El fuego no solo consume papel; anula ideas, borra pasados y deja cicatrices en la memoria colectiva. En El cautivante fulgor de los libros ardiendo. Doce episodios para una historia de la quema de libros en México, editado por la Universidad Autónoma Metropolitana (UAM), el historiador y periodista Sebastián Rivera Mir examina doce episodios que definieron la censura y la destrucción bibliográfica en México, desde la época prehispánica hasta periodos recientes.
El autor utiliza casos que abarcan desde la quema de códices por evangelizadores, así como la destrucción de textos en conflictos políticos. Con ello explora motivaciones políticas, religiosas e ideológicas que dieron forma a estos actos y que influyeron en la identidad cultural del país.
En la Feria Internacional del Libro de Guadalajara 2025, la UAM dio a conocer esta obra que plantea un análisis sólido sobre un fenómeno que, de acuerdo con Rivera Mir, revela tensiones sociales que persisten bajo las cenizas.
La presentación reunió al doctor Lluís Agustí Ruiz, profesor en la Universidad de Barcelona y director de la Escuela de Librería; a Ximena Jiménez Nava, licenciada en Lengua y Literaturas Hispánicas; y al maestro Carlos Francisco Gallardo Sánchez, director de Publicaciones y Promoción Editorial de la Casa abierta al tiempo, quien moderó el diálogo.
Destacaron la importancia de preservar la memoria histórica y el papel de las instituciones educativas en la difusión de estudios que abordan la destrucción del patrimonio cultural.
En su intervención mediante mensaje de video, Rivera Mir afirmó que el libro es frágil, aunque la idea que contiene resiste cualquier intento de supresión. “Como objeto físico pueda ser destruido con facilidad, la memoria que encierra conserva una fuerza que enfrenta la censura”, señaló.
El doctor Agustí Ruiz subrayó que la bibliocastia suele buscar la eliminación de la memoria colectiva, la reconfiguración del relato histórico y la imposición de una hegemonía ideológica. Añadió que no todas las quemas responden a estos fines, pues ciertos rituales de reemplazo de textos religiosos o de estudio obedecen a prácticas de respeto hacia materiales que concluyeron su función ceremonial.
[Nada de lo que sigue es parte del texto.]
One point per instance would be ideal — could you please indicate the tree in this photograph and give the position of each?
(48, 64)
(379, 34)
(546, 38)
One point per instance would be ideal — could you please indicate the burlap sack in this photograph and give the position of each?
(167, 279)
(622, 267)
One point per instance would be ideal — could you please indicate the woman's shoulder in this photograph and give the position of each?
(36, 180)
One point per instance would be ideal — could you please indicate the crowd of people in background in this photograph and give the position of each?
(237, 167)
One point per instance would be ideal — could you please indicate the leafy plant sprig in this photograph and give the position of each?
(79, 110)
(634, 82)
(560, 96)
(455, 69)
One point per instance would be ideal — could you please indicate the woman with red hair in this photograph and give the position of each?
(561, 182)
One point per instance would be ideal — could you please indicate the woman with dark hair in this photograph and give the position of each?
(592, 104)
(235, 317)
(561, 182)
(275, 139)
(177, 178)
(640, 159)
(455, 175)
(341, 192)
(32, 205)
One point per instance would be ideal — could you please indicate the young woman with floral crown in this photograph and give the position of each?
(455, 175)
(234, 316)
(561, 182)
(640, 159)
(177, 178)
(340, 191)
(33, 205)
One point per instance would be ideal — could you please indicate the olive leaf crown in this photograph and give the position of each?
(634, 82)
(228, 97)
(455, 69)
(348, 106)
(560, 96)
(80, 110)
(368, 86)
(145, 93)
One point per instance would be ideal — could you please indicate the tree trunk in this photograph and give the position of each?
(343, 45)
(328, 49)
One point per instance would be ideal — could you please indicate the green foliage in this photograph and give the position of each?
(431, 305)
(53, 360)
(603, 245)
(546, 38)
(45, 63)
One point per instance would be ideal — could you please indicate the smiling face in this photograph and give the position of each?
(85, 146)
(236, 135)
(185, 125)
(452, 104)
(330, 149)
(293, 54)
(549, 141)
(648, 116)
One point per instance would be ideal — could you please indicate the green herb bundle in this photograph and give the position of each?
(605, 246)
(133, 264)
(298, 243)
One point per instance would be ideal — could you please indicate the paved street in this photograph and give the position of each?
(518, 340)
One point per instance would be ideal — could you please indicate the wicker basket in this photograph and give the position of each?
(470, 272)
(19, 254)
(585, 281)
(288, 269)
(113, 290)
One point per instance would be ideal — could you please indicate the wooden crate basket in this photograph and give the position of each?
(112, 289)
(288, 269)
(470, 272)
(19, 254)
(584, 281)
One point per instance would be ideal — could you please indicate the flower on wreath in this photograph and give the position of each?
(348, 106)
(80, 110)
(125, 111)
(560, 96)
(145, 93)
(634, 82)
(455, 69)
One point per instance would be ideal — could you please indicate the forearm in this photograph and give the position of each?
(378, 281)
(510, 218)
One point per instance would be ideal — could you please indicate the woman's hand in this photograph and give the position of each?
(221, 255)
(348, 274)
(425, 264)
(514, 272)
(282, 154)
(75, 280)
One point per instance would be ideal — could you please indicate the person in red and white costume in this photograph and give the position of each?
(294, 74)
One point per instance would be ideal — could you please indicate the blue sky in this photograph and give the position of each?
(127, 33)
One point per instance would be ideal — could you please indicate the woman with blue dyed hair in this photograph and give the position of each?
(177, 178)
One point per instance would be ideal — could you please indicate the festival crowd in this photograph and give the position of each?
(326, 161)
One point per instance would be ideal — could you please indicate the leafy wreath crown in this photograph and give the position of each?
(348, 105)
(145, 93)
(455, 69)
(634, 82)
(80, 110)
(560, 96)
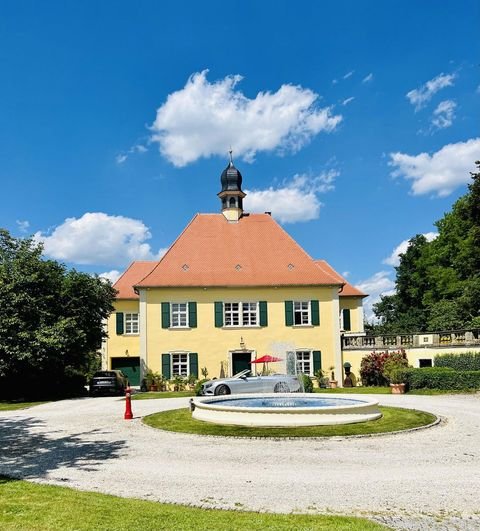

Para Jiménez Nava, la UAM funciona como una “fábrica de saberes” donde cada año equipos de académicos y editores convierten ideas en libros que fortalecen el pensamiento crítico. Apuntó que toda historia se acompaña de un texto, testimonio durable de la experiencia humana y símbolo de la continuidad del conocimiento.
Explicó que la quema de estos materiales representa un acto de poder dirigido a controlar la narrativa histórica mediante la eliminación de la memoria y la cultura. Aunque las redes digitales amplían el acceso y favorecen la construcción de una biblioteca universal, el impreso o la noción misma de libro, se mantiene como pilar de la identidad cultural.
Indicó que su destrucción no siempre expresa censura. En ciertos contextos responde a la gestión de recursos o a la eliminación de materiales deteriorados sin valor documental.
El maestro Gallardo Sánchez resaltó el valor de presentar esta obra en la FIL Guadalajara, espacio que impulsa la palabra y el debate frente a prácticas que buscan el silencio. Precisó que el trabajo de Rivera Mir recuerda que la sinrazón alimenta la destrucción, mientras la memoria histórica permite rastrear a los incendiarios y evitar nuevos ataques contra el patrimonio escrito.
La presentación reunió a un público amplio que formuló numerosas preguntas, muestra del interés por el tema y de la relevancia de la investigación histórica dentro del panorama literario actual.